Zhou Xuan, Wu Xiaohong, Cao Zhihang, Wu Bin
School of Electrical and Information Engineering, Jiangsu University, Zhenjiang 212013, China.
High-Tech Key Laboratory of Agricultural Equipment and Intelligence of Jiangsu Province, Jiangsu University, Zhenjiang 212013, China.
Foods. 2025 May 1;14(9):1601. doi: 10.3390/foods14091601.
Lettuce is a kind of nutritious leafy vegetable. The lettuce storage time has a significant impact on its nutrition and taste. Therefore, to classify lettuce samples with different storage times accurately and non-destructively, this study built classification models by combining several feature extraction methods and categorical boosting (CatBoost). Firstly, the near-infrared (NIR) spectral data of lettuce samples were collected using a NIR spectrometer, and then they were preprocessed using six preprocessing methods. Next, feature extraction was carried out on the spectral data using approximate linear discriminant analysis (ALDA), common-vector linear discriminant analysis (CLDA), maximum-uncertainty linear discriminant analysis (MLDA), and null-space linear discriminant analysis (NLDA). These four feature extraction methods can solve the problem of small sample sizes. Finally, the classification was achieved using classification and regression trees (CARTs) and CatBoost, respectively. The experimental results showed that the classification accuracy of NLDA combined with CatBoost could reach 97.67%. Therefore, the combination of feature extraction methods (NLDA) and CatBoost using NIR spectroscopy is an effective way to classify lettuce storage time.

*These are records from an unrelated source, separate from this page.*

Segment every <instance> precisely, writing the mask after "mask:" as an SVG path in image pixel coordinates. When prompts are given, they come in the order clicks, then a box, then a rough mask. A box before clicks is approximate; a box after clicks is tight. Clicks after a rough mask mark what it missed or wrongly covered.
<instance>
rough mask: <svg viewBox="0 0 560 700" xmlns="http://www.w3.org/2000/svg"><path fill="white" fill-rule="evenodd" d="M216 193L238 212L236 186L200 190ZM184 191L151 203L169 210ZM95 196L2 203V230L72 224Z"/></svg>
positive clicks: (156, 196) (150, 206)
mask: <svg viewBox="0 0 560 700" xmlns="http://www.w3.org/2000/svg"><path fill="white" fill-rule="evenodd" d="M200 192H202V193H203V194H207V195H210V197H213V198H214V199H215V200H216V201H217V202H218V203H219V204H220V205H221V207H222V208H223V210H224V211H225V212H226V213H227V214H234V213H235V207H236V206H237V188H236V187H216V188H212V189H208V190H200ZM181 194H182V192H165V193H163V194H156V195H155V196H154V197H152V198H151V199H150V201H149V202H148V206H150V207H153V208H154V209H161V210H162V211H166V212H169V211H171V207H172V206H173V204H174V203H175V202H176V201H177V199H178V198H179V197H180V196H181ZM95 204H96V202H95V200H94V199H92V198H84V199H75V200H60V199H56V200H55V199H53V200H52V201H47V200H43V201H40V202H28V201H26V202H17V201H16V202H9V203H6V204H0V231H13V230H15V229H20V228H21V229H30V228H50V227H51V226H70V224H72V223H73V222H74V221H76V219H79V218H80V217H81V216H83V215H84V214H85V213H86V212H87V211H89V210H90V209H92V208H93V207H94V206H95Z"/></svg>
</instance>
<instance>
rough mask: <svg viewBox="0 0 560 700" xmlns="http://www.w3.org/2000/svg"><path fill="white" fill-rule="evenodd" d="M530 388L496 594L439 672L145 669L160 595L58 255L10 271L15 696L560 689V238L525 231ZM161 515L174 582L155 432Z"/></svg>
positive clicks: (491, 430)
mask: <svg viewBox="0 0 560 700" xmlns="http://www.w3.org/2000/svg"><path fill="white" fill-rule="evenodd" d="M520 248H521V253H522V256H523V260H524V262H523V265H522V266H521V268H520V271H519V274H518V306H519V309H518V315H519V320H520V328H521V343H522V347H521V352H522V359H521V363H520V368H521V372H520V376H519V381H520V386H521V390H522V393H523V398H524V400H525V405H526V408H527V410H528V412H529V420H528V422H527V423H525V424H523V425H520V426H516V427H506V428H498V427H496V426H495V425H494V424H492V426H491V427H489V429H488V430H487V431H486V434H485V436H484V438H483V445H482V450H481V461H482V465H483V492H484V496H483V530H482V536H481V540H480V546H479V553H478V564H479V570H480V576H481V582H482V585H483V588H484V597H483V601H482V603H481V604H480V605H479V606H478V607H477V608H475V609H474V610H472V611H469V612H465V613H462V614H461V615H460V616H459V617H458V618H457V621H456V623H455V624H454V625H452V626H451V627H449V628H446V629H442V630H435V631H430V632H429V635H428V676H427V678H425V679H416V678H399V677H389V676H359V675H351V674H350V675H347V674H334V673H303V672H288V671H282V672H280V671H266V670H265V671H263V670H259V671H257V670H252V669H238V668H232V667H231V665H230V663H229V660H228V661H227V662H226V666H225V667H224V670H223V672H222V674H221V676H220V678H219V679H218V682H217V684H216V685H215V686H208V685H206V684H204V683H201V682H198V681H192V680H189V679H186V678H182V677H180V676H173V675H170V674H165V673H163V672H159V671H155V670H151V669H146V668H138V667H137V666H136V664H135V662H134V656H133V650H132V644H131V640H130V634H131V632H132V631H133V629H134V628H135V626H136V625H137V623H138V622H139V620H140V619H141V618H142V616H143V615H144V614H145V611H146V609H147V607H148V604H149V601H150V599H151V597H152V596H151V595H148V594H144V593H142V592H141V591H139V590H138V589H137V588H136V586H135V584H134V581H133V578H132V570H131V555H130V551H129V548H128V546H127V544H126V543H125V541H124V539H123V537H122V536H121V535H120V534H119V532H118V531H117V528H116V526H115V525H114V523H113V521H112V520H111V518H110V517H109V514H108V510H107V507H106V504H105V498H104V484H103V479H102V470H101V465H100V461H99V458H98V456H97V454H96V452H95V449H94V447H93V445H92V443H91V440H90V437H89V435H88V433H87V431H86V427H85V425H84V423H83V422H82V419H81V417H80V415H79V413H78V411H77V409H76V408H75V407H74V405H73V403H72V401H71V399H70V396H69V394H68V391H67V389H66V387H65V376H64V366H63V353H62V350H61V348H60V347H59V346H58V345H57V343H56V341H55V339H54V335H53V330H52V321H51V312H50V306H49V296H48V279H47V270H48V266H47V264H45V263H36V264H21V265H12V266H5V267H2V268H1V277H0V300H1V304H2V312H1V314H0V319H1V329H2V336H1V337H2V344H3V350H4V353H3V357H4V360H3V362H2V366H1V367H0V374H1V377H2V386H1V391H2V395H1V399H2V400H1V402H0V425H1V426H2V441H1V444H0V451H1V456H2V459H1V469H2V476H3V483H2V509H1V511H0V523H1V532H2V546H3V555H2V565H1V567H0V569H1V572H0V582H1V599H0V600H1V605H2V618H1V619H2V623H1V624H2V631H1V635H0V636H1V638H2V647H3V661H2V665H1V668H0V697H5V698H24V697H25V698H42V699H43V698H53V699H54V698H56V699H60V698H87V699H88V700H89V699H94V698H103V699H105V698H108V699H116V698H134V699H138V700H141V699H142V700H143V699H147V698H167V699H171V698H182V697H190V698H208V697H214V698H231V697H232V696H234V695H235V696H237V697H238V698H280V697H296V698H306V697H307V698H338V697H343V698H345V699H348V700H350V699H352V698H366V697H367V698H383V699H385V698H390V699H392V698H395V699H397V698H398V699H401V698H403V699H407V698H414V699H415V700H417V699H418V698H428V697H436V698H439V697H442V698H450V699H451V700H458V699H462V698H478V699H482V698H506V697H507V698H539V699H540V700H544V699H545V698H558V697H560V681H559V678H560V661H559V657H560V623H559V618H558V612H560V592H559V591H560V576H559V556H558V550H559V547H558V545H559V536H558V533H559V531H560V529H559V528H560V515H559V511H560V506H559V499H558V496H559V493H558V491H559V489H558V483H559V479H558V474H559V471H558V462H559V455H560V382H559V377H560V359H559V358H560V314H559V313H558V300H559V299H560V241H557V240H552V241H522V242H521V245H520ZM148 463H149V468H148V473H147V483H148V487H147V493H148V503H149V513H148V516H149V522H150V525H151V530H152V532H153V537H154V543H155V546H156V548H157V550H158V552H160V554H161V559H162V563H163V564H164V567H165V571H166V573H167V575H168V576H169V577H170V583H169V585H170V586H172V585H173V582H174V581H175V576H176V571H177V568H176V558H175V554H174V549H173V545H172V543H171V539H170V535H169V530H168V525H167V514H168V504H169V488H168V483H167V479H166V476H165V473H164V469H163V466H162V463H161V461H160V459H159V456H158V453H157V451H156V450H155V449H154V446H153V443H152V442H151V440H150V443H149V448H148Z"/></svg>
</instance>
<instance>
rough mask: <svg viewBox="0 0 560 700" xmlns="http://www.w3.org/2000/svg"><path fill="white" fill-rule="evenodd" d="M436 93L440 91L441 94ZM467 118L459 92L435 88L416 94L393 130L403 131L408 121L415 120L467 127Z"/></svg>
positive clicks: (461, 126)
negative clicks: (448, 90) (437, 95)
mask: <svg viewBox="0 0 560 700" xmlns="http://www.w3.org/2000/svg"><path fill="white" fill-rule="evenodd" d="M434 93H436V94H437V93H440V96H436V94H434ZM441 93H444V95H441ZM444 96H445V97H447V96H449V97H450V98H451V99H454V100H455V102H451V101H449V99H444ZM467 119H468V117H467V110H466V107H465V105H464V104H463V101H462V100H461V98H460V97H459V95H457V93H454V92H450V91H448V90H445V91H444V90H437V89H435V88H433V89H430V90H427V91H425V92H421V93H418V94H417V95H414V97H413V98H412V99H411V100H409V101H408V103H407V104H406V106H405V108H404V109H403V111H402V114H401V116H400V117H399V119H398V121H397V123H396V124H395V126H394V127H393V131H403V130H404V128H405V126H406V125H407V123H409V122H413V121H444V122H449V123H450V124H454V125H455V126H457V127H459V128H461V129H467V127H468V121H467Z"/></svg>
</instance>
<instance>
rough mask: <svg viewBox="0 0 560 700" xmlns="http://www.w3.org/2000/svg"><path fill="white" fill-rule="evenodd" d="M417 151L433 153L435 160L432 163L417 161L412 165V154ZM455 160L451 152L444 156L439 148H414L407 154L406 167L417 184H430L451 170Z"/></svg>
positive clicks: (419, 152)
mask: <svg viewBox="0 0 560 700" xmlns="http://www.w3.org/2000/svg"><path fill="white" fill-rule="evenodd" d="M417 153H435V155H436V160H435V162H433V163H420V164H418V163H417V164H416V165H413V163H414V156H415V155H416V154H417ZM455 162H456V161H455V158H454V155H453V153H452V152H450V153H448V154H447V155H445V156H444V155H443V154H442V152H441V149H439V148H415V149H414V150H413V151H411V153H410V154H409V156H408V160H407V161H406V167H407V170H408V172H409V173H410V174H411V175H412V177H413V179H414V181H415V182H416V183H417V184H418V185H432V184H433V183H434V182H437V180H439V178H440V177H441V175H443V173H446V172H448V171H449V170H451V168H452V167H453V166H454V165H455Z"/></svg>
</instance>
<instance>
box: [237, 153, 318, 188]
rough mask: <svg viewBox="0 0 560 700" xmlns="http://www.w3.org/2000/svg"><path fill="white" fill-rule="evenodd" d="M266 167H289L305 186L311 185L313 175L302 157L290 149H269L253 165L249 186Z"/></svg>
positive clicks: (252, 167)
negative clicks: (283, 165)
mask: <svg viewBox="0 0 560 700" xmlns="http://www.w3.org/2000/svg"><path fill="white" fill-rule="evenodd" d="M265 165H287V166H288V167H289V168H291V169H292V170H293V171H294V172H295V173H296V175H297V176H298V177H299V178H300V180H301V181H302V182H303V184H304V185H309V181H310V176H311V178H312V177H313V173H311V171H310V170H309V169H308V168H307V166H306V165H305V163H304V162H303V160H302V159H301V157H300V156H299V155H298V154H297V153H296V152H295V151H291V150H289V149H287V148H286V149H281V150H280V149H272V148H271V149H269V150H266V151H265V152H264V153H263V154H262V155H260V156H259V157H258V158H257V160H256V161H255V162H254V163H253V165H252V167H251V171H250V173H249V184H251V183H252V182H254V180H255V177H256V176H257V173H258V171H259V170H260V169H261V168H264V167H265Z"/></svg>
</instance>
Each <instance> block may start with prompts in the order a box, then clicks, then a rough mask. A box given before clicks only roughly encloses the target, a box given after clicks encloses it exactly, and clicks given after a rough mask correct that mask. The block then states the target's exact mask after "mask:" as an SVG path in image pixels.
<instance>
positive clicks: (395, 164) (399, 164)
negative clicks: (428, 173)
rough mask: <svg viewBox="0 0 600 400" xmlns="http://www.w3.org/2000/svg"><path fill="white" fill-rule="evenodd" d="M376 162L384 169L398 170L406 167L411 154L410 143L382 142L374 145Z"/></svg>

生菜是一种营养丰富的叶类蔬菜。生菜的储存时间对其营养和口感有显著影响。因此,为了准确、无损地对不同储存时间的生菜样本进行分类,本研究通过结合多种特征提取方法和分类提升(CatBoost)构建了分类模型。首先,使用近红外光谱仪收集生菜样本的近红外(NIR)光谱数据,然后使用六种预处理方法对其进行预处理。接下来,使用近似线性判别分析(ALDA)、公共向量线性判别分析(CLDA)、最大不确定性线性判别分析(MLDA)和零空间线性判别分析(NLDA)对光谱数据进行特征提取。这四种特征提取方法可以解决小样本量的问题。最后,分别使用分类与回归树(CART)和CatBoost进行分类。实验结果表明,NLDA与CatBoost相结合的分类准确率可达97.67%。因此,利用近红外光谱技术将特征提取方法(NLDA)与CatBoost相结合是对生菜储存时间进行分类的有效方法。